It was also a reflection of the ideological frenzy at the time that the market always knows best and government should simply get out of the way. Choosing champions was out of fashion and safeguarding national strategic sectors or companies, the policy adopted by all other advanced economies except Britain, became anathema to the dominant corporate interests.

The result was the meltdown of British manufacturing from which the country has still not recovered. In 1996 industry employed 4.2 million people and accounted for more than a fifth of GDP. Today it employs 2.6 million and accounts for only 12% of GDP. Manufacturing has reduced in most Western economies over the last 2-3 decades, but nowhere as steeply as in Britain. Indeed in Germany, one of the world’s most dynamic manufacturers and biggest exporters, almost a quarter of the workforce is still engaged in manufacturing.

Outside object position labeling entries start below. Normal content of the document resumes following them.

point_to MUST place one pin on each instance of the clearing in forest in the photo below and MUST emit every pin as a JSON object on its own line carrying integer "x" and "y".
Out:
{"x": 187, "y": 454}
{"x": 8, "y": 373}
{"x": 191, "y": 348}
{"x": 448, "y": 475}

Today the two factors which most heavily weigh against the very necessary rebalancing of the economy are the government’s continued prejudice in favour of finance (from which the Tory party gets half its income year after year) and indifference to industry, and secondly the sterling exchange rate. At least 45% of all UK manufactured goods are exported, so the value of the pound on the foreign exchanges is absolutely critical. It dropped by a quarter after the 2008 crash, but manufacturing businesses chose to raise prices rather than expand output. And now over the last 6 months sterling’s value has regained some 10% of that lost value. Unless this government (or the next) fundamentally alters both these conditions for the UK’s manufacturing survival and prosperity, rebalancing will remain what it currently is, just airy rhetoric.